Un militaire assassine un policier de roulage

Publié le 23 juil 2009 dans Bukavu par Joy, Leki ya Bukavu

Procès d'un militaire qui a assassiné un policier de roulage

C’est le quatrième cas enregistré à Bukavu depuis le début de cette année. Des coups de feu crépitent sur avenue Nyofu en commune d’Ibanda presque toute la nuit de dimanche 19 juillet. La population se réveille le matin suivant dans la panique en apprenant sur les chaînes de Radio locales qu’un policier de Roulage du rang d’adjudant chef venait d’être abattu à une heure du matin par un élément des FARDC faisant partie de l’opération Kimia 2 qui traque les FDLR.

L’audience s’ouvre à neuf heures le lendemain mardi 21 juillet devant le tribunal militaire de garnison de Bukavu. Une foule assez nombreuse se rassemble devant l’esplanade de la grand poste pour suivre le procès. A la barre, deux militaires de l’armée régulières bien menottés. Le président de ce tribunal ouvre l’audience publique et questionne le premier prévenu, un caporal : « As-tu tué le policier roulage ? » Et le caporal rétorque sans gêne : « Oui Mr le président, je l’ai tué parce qu’il m’a tabassé dimanche soir dans un débit de boisson. »

L’auditeur militaire de garnison à qui la parole est ensuite donnée, dit que le caporal a volé l’arme de son compagnon de chambre pour aller commettre son crime et il était dans en état d’ébriété. Les avocats désignés pour assister gratuitement les accusés n’ont pas d’autres choix que de plaider coupable et demander au tribunal de réduire la peine pour leur client.

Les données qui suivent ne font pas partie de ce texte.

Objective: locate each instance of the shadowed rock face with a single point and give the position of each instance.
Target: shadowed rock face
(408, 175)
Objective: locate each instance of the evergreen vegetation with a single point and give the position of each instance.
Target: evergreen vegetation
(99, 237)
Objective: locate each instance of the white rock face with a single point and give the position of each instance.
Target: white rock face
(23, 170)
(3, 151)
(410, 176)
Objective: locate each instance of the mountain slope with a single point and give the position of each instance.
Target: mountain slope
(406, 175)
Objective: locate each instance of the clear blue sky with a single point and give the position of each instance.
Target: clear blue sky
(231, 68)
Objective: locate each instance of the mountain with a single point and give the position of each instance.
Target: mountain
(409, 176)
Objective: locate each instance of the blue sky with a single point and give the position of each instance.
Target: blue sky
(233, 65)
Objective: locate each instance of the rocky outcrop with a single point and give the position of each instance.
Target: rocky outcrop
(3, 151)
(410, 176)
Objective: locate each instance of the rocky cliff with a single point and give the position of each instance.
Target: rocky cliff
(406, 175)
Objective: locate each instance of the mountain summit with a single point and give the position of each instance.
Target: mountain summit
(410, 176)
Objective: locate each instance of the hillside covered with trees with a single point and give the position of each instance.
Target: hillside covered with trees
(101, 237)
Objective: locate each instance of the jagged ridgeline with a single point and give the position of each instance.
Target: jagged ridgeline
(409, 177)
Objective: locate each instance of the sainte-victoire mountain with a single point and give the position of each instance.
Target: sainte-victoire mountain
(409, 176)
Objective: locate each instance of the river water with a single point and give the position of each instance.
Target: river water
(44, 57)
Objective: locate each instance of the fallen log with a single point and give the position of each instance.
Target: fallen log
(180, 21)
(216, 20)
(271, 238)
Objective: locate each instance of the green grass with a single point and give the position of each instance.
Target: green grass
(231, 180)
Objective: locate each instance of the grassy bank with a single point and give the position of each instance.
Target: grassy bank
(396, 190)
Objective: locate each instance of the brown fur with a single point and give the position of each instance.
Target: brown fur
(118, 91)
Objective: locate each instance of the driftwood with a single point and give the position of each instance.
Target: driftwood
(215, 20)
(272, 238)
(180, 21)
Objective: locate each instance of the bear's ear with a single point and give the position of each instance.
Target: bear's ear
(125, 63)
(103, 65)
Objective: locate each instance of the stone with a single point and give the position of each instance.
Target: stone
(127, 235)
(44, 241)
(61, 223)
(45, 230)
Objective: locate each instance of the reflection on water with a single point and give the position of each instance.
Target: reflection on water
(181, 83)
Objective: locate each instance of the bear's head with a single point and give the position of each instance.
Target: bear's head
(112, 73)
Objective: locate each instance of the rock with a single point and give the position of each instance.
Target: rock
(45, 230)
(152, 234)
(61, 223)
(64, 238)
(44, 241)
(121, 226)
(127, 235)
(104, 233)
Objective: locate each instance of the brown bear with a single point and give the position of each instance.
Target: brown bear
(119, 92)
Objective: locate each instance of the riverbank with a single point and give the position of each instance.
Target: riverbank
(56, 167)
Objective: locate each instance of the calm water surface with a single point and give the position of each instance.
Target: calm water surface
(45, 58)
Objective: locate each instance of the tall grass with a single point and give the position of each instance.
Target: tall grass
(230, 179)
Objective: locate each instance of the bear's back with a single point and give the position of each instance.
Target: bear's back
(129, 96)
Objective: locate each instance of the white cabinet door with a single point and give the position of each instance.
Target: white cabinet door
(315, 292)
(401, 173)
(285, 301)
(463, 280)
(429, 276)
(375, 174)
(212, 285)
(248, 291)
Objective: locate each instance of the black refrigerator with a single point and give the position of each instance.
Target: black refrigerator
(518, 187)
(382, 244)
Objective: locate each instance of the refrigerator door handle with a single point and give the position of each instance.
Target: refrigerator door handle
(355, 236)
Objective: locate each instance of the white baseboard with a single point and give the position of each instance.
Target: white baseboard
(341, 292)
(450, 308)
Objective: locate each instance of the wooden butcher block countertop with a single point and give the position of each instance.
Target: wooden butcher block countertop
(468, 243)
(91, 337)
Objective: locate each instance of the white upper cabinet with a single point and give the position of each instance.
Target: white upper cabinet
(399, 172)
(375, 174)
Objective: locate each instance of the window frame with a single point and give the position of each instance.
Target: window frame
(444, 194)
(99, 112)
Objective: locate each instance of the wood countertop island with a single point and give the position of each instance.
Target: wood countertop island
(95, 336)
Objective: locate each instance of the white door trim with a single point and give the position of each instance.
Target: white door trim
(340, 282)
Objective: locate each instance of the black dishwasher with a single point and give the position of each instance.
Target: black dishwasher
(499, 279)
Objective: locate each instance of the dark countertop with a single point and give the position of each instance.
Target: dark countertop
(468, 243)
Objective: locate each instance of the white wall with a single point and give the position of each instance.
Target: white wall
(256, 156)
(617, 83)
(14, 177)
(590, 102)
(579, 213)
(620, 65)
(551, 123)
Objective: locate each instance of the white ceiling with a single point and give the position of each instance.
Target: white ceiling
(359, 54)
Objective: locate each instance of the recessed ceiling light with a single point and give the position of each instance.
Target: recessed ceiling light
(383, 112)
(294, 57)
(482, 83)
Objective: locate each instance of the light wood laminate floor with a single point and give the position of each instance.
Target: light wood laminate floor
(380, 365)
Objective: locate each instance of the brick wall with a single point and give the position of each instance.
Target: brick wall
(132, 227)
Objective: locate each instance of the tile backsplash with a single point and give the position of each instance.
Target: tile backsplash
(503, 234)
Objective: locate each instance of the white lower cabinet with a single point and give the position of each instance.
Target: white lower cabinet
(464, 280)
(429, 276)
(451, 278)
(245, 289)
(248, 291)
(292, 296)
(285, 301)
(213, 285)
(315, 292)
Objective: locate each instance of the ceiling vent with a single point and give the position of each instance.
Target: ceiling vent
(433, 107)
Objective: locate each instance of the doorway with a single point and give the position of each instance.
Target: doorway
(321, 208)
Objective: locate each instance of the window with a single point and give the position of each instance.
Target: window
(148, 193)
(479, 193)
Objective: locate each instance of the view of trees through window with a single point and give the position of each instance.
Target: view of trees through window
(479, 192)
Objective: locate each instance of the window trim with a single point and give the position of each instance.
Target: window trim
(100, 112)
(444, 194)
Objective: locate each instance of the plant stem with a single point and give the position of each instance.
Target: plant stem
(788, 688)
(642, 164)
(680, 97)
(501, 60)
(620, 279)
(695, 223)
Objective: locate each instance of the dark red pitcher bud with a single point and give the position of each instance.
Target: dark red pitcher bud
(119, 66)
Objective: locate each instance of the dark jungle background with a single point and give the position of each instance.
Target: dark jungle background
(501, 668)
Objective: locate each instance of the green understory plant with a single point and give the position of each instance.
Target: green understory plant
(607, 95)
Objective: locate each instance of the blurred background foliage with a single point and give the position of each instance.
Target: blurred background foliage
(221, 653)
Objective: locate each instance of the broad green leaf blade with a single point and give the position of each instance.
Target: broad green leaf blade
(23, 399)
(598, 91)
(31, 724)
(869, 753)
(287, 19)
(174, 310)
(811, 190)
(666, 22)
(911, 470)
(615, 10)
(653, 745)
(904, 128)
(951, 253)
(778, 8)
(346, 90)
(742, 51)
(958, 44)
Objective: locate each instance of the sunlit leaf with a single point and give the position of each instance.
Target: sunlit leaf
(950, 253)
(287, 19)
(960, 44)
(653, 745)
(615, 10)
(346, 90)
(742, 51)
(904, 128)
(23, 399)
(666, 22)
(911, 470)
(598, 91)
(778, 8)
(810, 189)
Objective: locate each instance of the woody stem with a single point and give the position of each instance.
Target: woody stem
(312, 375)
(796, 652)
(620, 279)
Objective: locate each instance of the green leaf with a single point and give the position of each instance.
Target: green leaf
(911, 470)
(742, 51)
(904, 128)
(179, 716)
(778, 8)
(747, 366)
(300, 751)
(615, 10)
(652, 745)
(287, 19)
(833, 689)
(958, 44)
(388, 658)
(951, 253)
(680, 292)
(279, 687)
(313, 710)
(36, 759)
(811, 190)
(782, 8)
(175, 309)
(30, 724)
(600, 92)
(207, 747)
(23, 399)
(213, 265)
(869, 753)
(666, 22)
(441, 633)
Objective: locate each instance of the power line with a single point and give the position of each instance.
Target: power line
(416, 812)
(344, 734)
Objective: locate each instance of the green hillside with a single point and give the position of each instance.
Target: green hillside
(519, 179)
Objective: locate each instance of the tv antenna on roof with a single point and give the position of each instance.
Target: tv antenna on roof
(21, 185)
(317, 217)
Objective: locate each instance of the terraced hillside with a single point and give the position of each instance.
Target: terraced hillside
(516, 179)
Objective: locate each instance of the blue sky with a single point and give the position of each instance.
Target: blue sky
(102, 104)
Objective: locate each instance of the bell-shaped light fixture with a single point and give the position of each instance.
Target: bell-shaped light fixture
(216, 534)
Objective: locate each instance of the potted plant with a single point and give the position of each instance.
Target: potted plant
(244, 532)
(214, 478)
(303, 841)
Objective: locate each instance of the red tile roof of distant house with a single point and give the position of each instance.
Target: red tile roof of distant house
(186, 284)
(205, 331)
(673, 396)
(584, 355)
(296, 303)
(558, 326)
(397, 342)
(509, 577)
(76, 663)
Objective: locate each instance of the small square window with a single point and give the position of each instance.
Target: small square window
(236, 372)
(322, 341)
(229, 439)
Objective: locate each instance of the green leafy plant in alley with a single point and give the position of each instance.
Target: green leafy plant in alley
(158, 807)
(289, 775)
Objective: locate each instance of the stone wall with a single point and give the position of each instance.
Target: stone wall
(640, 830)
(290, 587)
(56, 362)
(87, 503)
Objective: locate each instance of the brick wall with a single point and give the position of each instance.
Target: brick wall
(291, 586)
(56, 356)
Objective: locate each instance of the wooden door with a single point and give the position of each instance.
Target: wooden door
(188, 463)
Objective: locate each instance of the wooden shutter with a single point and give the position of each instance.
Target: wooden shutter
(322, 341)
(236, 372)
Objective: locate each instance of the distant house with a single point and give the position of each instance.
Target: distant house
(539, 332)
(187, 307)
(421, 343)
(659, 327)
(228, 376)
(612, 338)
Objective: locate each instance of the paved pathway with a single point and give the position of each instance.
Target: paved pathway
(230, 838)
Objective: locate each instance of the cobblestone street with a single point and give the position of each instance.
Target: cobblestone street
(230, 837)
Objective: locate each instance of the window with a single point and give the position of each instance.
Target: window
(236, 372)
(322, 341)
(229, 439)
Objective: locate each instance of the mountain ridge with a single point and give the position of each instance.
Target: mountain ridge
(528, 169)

A 20 heures le soir, l’audience n’était pas encore terminée. Après une descente sur le terrain, le tribunal décide de suspendre et de reprendre le lendemain.

Cette situation remet en scène la question du sérieux et de la discipline des ceux qui sont censés protéger la population et ses biens et veiller sur l’intégrité du territoire. Plutôt que de considérer leur arme comme un outil de travail servant à accomplir un devoir noble, ces hommes y voient un gadget leur permettant de se considérer comme les plus forts du monde. Et les conséquences sont bien connues : viols, rackets, assassinats… La liste est longue.